Secondo i dati del Club degli Orafi, il mercato è molto frantumato: ci sono 350 aziende industriali e 9.700 imprese artigianali. «Ma soprattutto, spiega l'amministratore delegato di Richemont Italia, Giacomo Bozzi, questo è un settore che fa poca politica di marchio. E' un mercato unbranded». Come ha ricordato lo stesso Bozzi, le #griffe' presidiano solo il 4 per cento del mercato mondiale. E' vero che se ci focalizziamo sull'alta gamma, la percentuale sale, ma resta sempre molto inferiore rispetto agli altri comparti del lusso. Negli orologi, per esempio, l'80 percento delle case fa politica di brand, e nei profumi la percentuale è del 50.

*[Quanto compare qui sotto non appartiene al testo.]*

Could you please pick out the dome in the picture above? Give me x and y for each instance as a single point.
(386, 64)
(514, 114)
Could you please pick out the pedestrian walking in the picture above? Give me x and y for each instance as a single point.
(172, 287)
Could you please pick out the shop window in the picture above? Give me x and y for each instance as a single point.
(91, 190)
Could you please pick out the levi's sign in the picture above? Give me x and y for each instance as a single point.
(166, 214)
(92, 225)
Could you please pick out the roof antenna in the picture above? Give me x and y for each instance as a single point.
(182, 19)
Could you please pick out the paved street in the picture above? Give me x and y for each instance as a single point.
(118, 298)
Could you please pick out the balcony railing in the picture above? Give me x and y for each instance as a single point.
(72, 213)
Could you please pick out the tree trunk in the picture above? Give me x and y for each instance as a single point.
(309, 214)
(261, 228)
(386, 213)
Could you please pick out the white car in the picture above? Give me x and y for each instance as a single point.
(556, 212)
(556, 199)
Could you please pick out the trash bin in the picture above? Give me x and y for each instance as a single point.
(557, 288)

I dati del Club degli Orafi aggiungono che negli ultimi cinque anni il mercato dei gioielli griffati è cresciuto del 12 per cento,contro il 5 di
quelli #anonimi'. Se poi andiamo a vedere l'Italia, il quadro poco brillante ci dice che le esportazioni del settore oreficeria-gioielleria, anno dopo anno diminuiscono un po': nel 2001 hanno perso il 5 per cento rispetto al 2000.
Come riuscire a far risplendere di nuovo il settore? «Facendo una forte politica di marchio», hanno risposto gli organizzatori del Forum organizzato dall'Università Bocconi.
Il processo è già iniziato: gruppi forti e conosciuti, di grande competenza nella gestione della marca, con solidi mezzi finanziari per sostenere lo sviluppo, sono in azione. Chanel sta per aprire una gioielleria a Milano; Giorgio Armani sta lanciando una linea Emporio Armani, realizzata dalla Fossil; Escada ha proposto costosi gioielli pieni di diamanti a Benetton-Sisley presto metterà i gioielli nei suoi 7.000 negozi. Ma con i gioielli, si cimenteranno anche grandi marche di orologi (da Omega a Swatch fino a Rado e Longines), e le firme più conosciute della cristalleria (da Baccarat a Lalique).